American anxiety was spurred by sharp drops in Europe and Asia, which in turn were caused by a stream of bad financial news. In Japan, for example, Sony cut its earnings outlook by more than half due to the weakening economy, while in Germany, Daimler reported lower third-quarter earnings. Japan’s Nikkei 225 fell to its lowest point since April 2003; the major exchanges in Tokyo, Berlin and and London all fell by at least 8 percent.

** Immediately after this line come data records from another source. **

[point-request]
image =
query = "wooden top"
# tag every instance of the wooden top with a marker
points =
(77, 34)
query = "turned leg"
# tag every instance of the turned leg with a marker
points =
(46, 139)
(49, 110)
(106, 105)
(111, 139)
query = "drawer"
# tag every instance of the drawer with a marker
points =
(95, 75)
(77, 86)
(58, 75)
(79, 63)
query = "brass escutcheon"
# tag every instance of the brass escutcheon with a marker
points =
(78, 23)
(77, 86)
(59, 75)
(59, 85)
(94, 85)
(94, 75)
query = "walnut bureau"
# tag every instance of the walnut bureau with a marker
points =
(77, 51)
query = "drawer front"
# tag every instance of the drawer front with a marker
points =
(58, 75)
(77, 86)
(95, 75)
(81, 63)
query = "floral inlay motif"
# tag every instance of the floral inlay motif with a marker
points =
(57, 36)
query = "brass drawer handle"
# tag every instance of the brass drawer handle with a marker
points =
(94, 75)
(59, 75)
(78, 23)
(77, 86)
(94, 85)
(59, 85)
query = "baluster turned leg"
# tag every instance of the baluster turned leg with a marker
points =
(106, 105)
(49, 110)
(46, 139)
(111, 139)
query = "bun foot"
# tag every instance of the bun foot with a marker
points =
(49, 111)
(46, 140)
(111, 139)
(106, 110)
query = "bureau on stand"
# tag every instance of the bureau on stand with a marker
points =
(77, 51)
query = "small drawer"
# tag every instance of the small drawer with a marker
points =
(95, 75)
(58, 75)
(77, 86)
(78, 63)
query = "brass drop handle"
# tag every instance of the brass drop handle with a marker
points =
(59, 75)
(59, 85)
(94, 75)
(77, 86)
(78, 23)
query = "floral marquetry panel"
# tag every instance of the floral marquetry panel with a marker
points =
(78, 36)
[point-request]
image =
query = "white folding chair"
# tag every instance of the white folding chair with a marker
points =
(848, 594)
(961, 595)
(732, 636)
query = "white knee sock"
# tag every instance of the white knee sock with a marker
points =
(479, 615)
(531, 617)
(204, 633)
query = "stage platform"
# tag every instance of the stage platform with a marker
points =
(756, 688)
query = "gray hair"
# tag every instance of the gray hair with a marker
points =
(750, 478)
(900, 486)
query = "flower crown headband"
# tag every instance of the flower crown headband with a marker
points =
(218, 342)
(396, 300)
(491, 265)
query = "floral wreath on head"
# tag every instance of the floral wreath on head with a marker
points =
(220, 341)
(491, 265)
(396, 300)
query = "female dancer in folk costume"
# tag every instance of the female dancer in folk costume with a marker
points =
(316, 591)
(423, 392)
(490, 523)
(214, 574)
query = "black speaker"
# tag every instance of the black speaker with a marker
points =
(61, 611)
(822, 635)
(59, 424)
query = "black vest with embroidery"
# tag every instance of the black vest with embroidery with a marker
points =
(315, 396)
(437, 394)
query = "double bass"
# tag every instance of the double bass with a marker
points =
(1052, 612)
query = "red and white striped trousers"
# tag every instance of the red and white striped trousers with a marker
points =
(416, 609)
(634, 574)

In premarket trading, futures on the Dow fell as far as they could go — after a 550-point drop, the market automatically freezes. Luckily, trading didn’t plunge stocks as badly as feared, and things are moving back up again. As of 9:40 a.m. pacific time, the Dow was down around 329 points (3.79 percent), while the Nasdaq was down around 49 points (3.05 percent). Most of the major tech stocks dropped too, with Google and Apple down about 3 percent, and Cisco down around 6 percent.
Update: The Dow closed 312 points down (3.52 percent), while the Nasdaq dropped 51.9 points (3.23 percent.)